18 December
Paul Klee, born 18 December, son of a singer (his mother) and a pianist (his father), was supposed to become a musician, and indeed proved to be a gifted violinist when he was only 7 years of age. However, he was convinced that music was no exciting enough because of the “decline in the history of musical achievement” (!).
He decided to become a painter instead. It was indeed a very exciting period to be an artist, with many movements and new concepts, and Klee explored them all. From Der Blaue Reiter to the Bauhaus, he was influenced by Expressionism, Cubism, Constructivism, Primitivism and Surrealism, he even tried Pointillism.
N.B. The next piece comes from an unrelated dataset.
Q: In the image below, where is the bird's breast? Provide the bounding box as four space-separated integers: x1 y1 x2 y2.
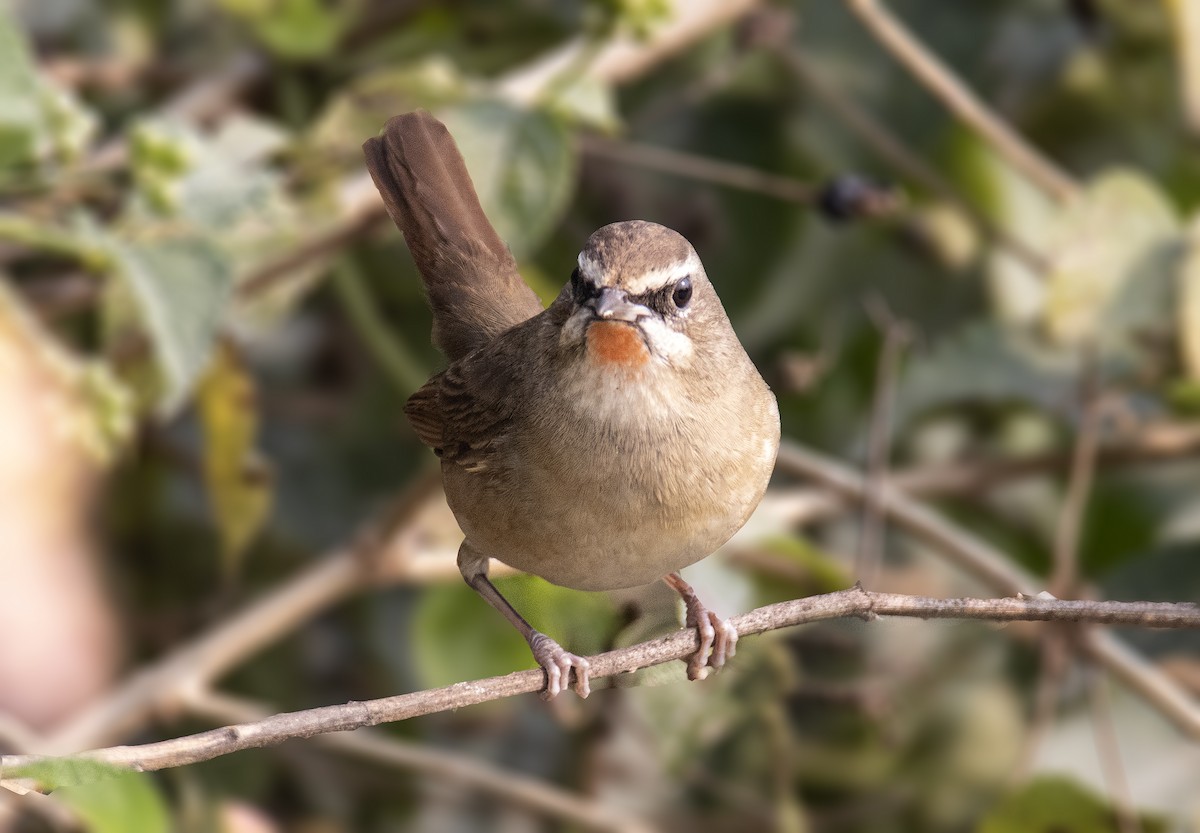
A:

Klee began studying art at the Academy of Fine Arts in Munich. In the beginning he excelled at drawing, where he was a natural, but he seemed to lack any colour sense. He had to travel south, Italy, Tunisia Egypt, to really “see” colour. And it became his signature. He deeply explored colour theory and even wrote about it extensively.
He was very prolific. In his life Klee created an incredibly large number of graphics, drawings and paintings. In his catalogue of works, which he built himself from 1911 until his death in 1940, he listed several thousand works.
However, probably his musical sensibility remained is his most recognisable trait. His most praised paintings are those composed of coloured rectangles and a few circles. The coloured rectangle became his basic building block, what some scholars associate with a musical note, which Klee combined with other coloured blocks to create a harmony analogous to a musical composition. His selection of a particular colour palette was the musical key.
The period in which he lived was very exciting but doomed to finish in the tragedy of World War II.
Also his art was branded as degenerate art by the Nazis and he had to leave Germany and his job.
Not the first thing that comes to your mind when you look at his paintings.
Luckily many things have changed since then.